Thursday, 30 October 2008

Generating InChI's Mini-Me, the InChIKey

A recent comment about Pybel's inability to calculate the InChIKey lead me to investigate. It's true enough that currently the InChIKey is not one of the available formats in Pybel. However, by accessing OpenBabel directly it's possible to generate InChIkeys. Here's how.

The InChIKey is available as an option on the InChI format. How would you find this out? Well, "babel -Hinchi" gives all of the options, one of which is option "K" indicating "output InChIKey". Here's how to do a SMILES to InChIKey conversion from Python:
import openbabel as ob

conv = ob.OBConversion()
conv.SetInAndOutFormats("smi", "inchi")
conv.SetOptions("K", conv.OUTOPTIONS)

mol = ob.OBMol()
conv.ReadString(mol, "CC(=O)Cl")
inchikey = conv.WriteString(mol)
assert inchikey == "WETWJCDKMRHUPV-UHFFFAOYAQ"
A future version of Pybel will include the InChIKey format directly.

Image credit: Gustty

Tuesday, 28 October 2008

Cheminformatics toolkit face-off - Depiction Part 3

Part 1
Part 2

We've got two new additions to the face-off, both of which are still under development.

The first is a structure diagram generator which has been added to OpenBabel.
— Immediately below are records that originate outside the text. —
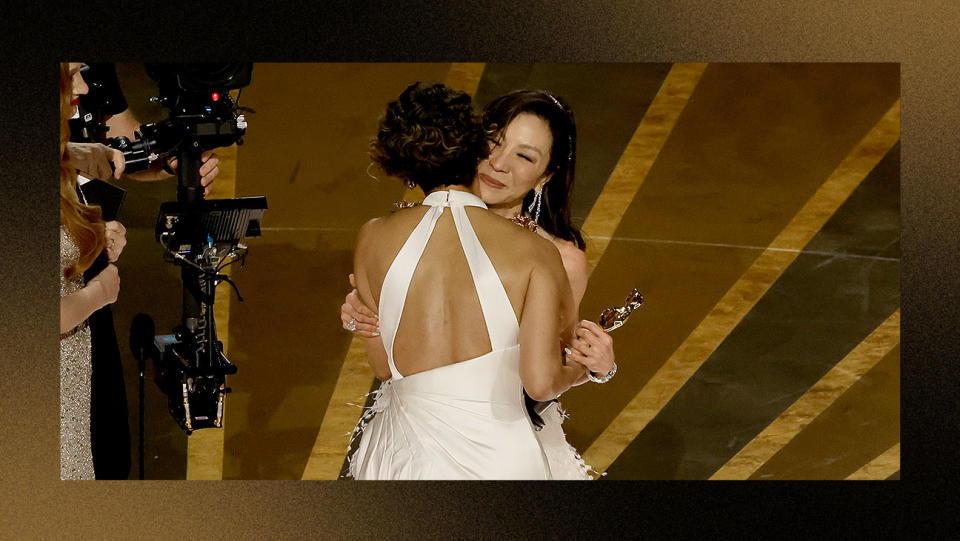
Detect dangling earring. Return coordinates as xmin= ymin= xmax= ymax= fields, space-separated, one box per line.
xmin=405 ymin=178 xmax=416 ymax=189
xmin=365 ymin=162 xmax=379 ymax=180
xmin=528 ymin=187 xmax=544 ymax=223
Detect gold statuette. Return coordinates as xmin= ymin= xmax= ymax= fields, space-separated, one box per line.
xmin=598 ymin=288 xmax=644 ymax=332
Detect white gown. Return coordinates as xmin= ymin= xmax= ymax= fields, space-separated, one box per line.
xmin=346 ymin=189 xmax=593 ymax=480
xmin=532 ymin=400 xmax=594 ymax=480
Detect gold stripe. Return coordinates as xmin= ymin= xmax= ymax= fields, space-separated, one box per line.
xmin=581 ymin=63 xmax=708 ymax=272
xmin=581 ymin=99 xmax=901 ymax=478
xmin=846 ymin=442 xmax=900 ymax=480
xmin=185 ymin=144 xmax=237 ymax=480
xmin=300 ymin=63 xmax=486 ymax=479
xmin=711 ymin=311 xmax=900 ymax=480
xmin=301 ymin=338 xmax=375 ymax=479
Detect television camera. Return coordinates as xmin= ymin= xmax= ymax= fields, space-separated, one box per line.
xmin=74 ymin=63 xmax=266 ymax=434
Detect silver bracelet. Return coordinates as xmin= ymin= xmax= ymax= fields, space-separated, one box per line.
xmin=587 ymin=362 xmax=617 ymax=384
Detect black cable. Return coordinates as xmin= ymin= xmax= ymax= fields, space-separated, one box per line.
xmin=215 ymin=275 xmax=244 ymax=302
xmin=215 ymin=249 xmax=247 ymax=273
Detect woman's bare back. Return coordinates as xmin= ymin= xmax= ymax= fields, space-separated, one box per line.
xmin=354 ymin=197 xmax=571 ymax=380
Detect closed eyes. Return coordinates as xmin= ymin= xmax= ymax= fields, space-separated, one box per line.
xmin=488 ymin=138 xmax=536 ymax=163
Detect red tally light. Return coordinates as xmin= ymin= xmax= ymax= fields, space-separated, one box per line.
xmin=211 ymin=92 xmax=220 ymax=102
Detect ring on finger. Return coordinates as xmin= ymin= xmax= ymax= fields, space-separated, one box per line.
xmin=346 ymin=318 xmax=357 ymax=332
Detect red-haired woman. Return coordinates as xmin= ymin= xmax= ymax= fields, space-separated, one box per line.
xmin=59 ymin=62 xmax=123 ymax=480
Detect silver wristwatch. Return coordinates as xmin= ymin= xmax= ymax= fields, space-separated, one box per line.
xmin=587 ymin=362 xmax=617 ymax=384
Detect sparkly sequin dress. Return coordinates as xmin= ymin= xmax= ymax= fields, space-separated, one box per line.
xmin=60 ymin=226 xmax=95 ymax=480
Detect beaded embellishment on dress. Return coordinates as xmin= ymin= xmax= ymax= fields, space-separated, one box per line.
xmin=59 ymin=226 xmax=95 ymax=480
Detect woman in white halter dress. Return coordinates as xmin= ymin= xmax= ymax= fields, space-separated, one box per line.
xmin=341 ymin=89 xmax=615 ymax=479
xmin=347 ymin=83 xmax=591 ymax=480
xmin=350 ymin=190 xmax=554 ymax=479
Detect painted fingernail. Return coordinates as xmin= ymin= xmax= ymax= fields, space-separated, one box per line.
xmin=372 ymin=332 xmax=380 ymax=337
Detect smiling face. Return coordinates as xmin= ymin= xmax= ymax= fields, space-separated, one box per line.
xmin=474 ymin=112 xmax=554 ymax=211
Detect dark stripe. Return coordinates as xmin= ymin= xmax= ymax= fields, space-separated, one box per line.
xmin=604 ymin=137 xmax=899 ymax=479
xmin=750 ymin=345 xmax=899 ymax=480
xmin=561 ymin=64 xmax=900 ymax=455
xmin=805 ymin=143 xmax=900 ymax=259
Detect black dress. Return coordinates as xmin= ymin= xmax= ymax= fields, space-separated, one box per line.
xmin=76 ymin=62 xmax=132 ymax=480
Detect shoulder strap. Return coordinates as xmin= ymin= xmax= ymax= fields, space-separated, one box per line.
xmin=449 ymin=199 xmax=520 ymax=350
xmin=378 ymin=204 xmax=445 ymax=380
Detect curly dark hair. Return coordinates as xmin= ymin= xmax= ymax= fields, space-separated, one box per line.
xmin=370 ymin=82 xmax=487 ymax=193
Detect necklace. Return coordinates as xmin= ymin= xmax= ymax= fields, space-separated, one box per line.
xmin=393 ymin=200 xmax=421 ymax=210
xmin=509 ymin=214 xmax=538 ymax=232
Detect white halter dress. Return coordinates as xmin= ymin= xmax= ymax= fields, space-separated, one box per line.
xmin=347 ymin=190 xmax=551 ymax=480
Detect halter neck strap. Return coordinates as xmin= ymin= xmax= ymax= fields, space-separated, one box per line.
xmin=422 ymin=189 xmax=487 ymax=209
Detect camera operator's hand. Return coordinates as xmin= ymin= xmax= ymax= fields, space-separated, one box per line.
xmin=198 ymin=151 xmax=220 ymax=192
xmin=104 ymin=220 xmax=127 ymax=262
xmin=165 ymin=150 xmax=220 ymax=195
xmin=65 ymin=142 xmax=126 ymax=180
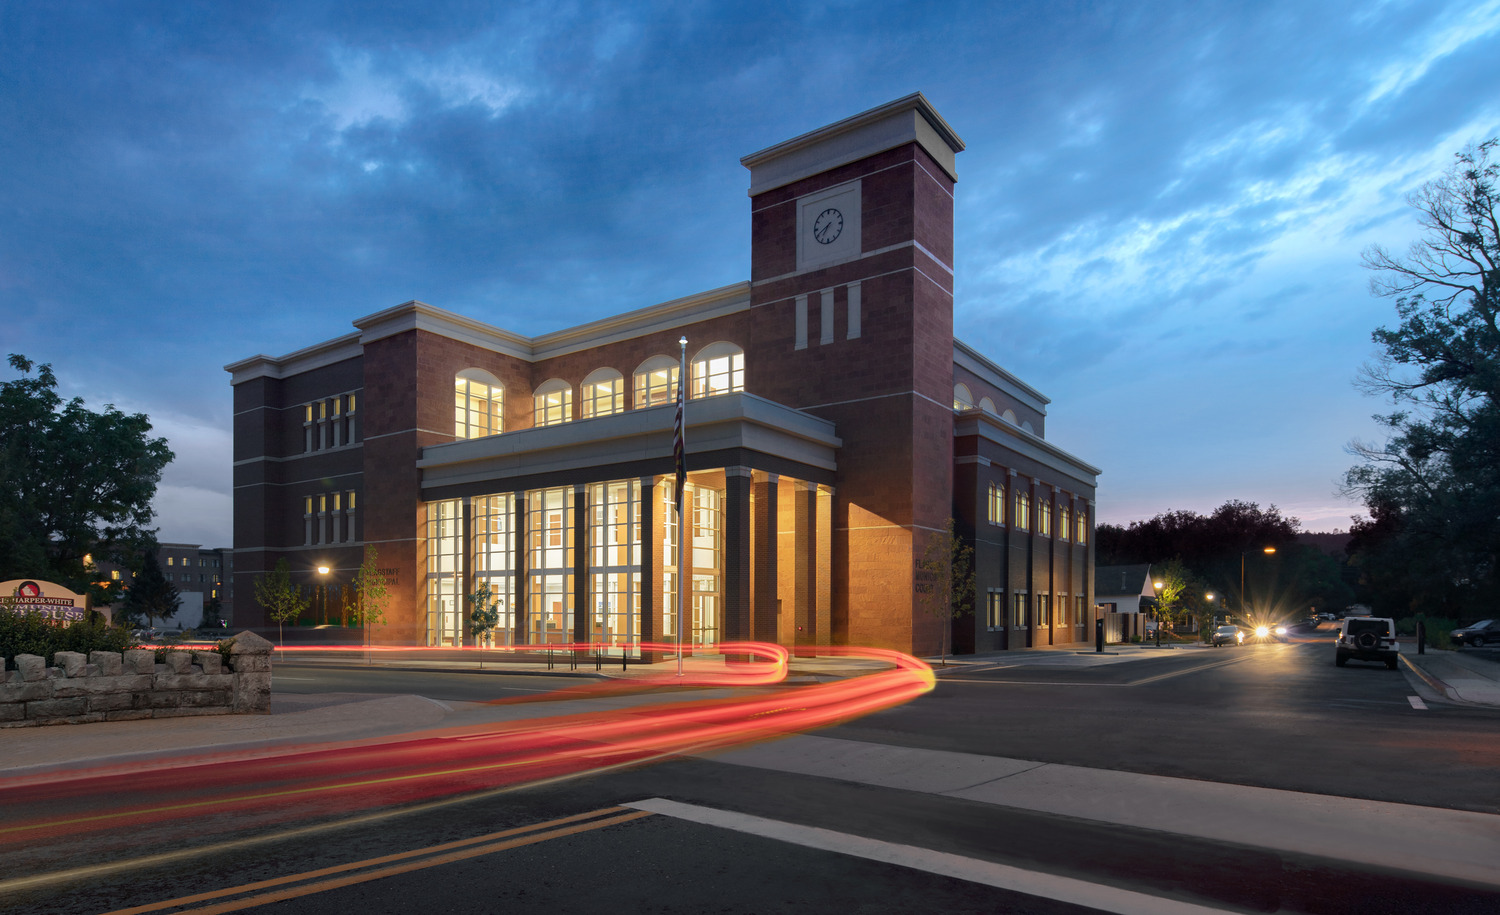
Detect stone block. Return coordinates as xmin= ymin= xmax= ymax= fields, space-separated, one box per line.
xmin=164 ymin=651 xmax=194 ymax=674
xmin=230 ymin=655 xmax=271 ymax=673
xmin=84 ymin=674 xmax=152 ymax=693
xmin=192 ymin=651 xmax=224 ymax=675
xmin=90 ymin=651 xmax=124 ymax=676
xmin=39 ymin=713 xmax=105 ymax=725
xmin=228 ymin=630 xmax=274 ymax=657
xmin=27 ymin=697 xmax=87 ymax=718
xmin=148 ymin=692 xmax=183 ymax=709
xmin=123 ymin=650 xmax=155 ymax=675
xmin=233 ymin=671 xmax=272 ymax=713
xmin=0 ymin=719 xmax=39 ymax=728
xmin=180 ymin=689 xmax=232 ymax=708
xmin=105 ymin=709 xmax=152 ymax=721
xmin=52 ymin=684 xmax=88 ymax=699
xmin=0 ymin=703 xmax=24 ymax=721
xmin=88 ymin=692 xmax=136 ymax=712
xmin=0 ymin=681 xmax=52 ymax=703
xmin=14 ymin=655 xmax=47 ymax=682
xmin=54 ymin=651 xmax=88 ymax=677
xmin=155 ymin=672 xmax=233 ymax=691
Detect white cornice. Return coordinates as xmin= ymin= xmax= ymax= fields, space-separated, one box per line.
xmin=418 ymin=392 xmax=841 ymax=488
xmin=953 ymin=340 xmax=1050 ymax=414
xmin=955 ymin=412 xmax=1100 ymax=487
xmin=236 ymin=284 xmax=754 ymax=377
xmin=224 ymin=333 xmax=363 ymax=385
xmin=740 ymin=92 xmax=965 ymax=196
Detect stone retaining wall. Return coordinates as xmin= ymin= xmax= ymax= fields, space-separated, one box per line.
xmin=0 ymin=631 xmax=273 ymax=727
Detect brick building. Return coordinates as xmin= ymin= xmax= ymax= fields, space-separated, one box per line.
xmin=226 ymin=94 xmax=1100 ymax=657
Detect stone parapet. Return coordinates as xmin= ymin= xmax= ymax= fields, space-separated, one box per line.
xmin=0 ymin=630 xmax=274 ymax=727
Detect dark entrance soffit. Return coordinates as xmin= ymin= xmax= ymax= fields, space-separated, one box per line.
xmin=417 ymin=392 xmax=840 ymax=491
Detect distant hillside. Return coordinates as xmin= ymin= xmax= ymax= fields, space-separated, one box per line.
xmin=1299 ymin=531 xmax=1351 ymax=557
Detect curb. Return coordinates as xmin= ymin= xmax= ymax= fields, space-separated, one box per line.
xmin=1401 ymin=653 xmax=1454 ymax=699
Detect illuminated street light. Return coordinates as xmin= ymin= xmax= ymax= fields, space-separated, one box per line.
xmin=1240 ymin=547 xmax=1276 ymax=622
xmin=1153 ymin=580 xmax=1164 ymax=647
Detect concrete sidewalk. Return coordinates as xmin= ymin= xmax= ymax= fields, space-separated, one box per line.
xmin=701 ymin=734 xmax=1500 ymax=891
xmin=1402 ymin=647 xmax=1500 ymax=706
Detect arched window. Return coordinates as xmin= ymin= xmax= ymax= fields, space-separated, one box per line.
xmin=979 ymin=396 xmax=997 ymax=415
xmin=1001 ymin=409 xmax=1018 ymax=426
xmin=634 ymin=355 xmax=680 ymax=409
xmin=691 ymin=342 xmax=744 ymax=399
xmin=581 ymin=368 xmax=624 ymax=419
xmin=1059 ymin=505 xmax=1072 ymax=542
xmin=1021 ymin=420 xmax=1036 ymax=435
xmin=533 ymin=378 xmax=572 ymax=427
xmin=455 ymin=369 xmax=504 ymax=439
xmin=1014 ymin=488 xmax=1031 ymax=531
xmin=953 ymin=384 xmax=974 ymax=411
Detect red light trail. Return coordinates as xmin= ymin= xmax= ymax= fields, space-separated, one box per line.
xmin=0 ymin=643 xmax=933 ymax=855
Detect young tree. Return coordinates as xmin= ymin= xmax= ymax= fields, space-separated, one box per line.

This code comes from the MCDL Java applet, and has been translated from the original Java to C++ by one of its authors, Sergey Trepalin. There are a couple of rough edges so if you want anything sorted out before the next release, now's the time to test it out and get those bug reports in.

On the depiction front, Rich has just released the first beta of ChemPhoto, about which you can read more on his blog.

The same dataset was used as before, and the new additions are in the final columns: [depiction] and [structure diagram generation]. Feedback I'm sure is welcomed.

Notes:
(1) Some OB generated images missing due to taking too long. Remember those rough edges I mentioned...?
(2) OB generated coordinates depicted using OASA

Saturday, 18 October 2008

Tip for scripting a workflow

If you are writing several Python scripts that make up a workflow, e.g. if one reads an intermediate output file or pickle from another, then it's a good idea to name each Python script starting with a number. For example, the first script could be 0_parse_dockings.py, and the next one 1_calculate_enrichments.py.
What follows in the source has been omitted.